GovReady-Q is a governance, risk, and compliance platform for creating automated compliance processes ranging from gathering information from persons and computers to generating compliance artifacts.
Information gathering is at the heart of GovReady-Q’s guidedmodules
data model, which handles compliance apps, modules, questions, tasks,
and answers. Eight database tables make up the guidedmodules
data
model. The complete data model spans three categories:
Compliance apps, which are reusable packages of questions, business logic, and document templates, are defined by the database tables
AppSource
,AppVersion
,Module
,ModuleQuestion
, andModuleAsset
. Many compliance apps, and different versions of the same compliance app, can be in use simultaneously.Information submitted by end-users to answer compliance app questions, as well as information submitted through the GovReady-Q API, is stored in the database tables
Task
,TaskAnswer
, andTaskAnswerHistory
.Imputed answers and documents generated by the business logic stored in compliance apps, which are computed on-the-fly.

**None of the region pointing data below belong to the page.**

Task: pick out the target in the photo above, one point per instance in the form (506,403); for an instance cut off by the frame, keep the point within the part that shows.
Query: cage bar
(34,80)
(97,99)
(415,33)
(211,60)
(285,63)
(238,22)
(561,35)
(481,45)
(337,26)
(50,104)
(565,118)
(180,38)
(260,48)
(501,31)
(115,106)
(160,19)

The tables are described is additional detail below and their relationships are summarized in the following diagram:
Note
The image above was generated with:
python3 manage.py graph_models guidedmodules --disable-sort-fields -X InstrumentationEvent > diagram.dot
dot diagram.dot -Tsvg > diagram.svg
Compliance Apps (Questions, Business Logic, and Templates)¶
The smallest unit of a compliance app is a Question
. Questions come
in different types, such as text, number, and date (full
list). Questions are grouped into questionnaires called
Modules
. And Modules are grouped into AppVersion
, which are the
versions of a compliance app that are loaded into the GovReady-Q
database. AppVersions are loaded from AppSources, which define how to
load compliance apps from remote sources such as GitHub or an
on-premises enterprise source control system.
AppVersion
, Modules
, and Questions
define the structure of a
compliance app but do not store any user-submitted content. Separating
structure from content is a common pattern in application design and is
motivated by several GovReady-Q goals:
Compliance apps are reusable and can be easily loaded into different installs of GovReady-Q at different organizations.
Anyone can author compliance apps and they can be kept private or shared publicly.
One type of Question allows the user to choose a complete set of answers to another Module, which allows question answers (i.e. user data) to be accessed from the business logic and templates of not only the Modules the Questions are defined in but also from other Modules and even other compliance apps.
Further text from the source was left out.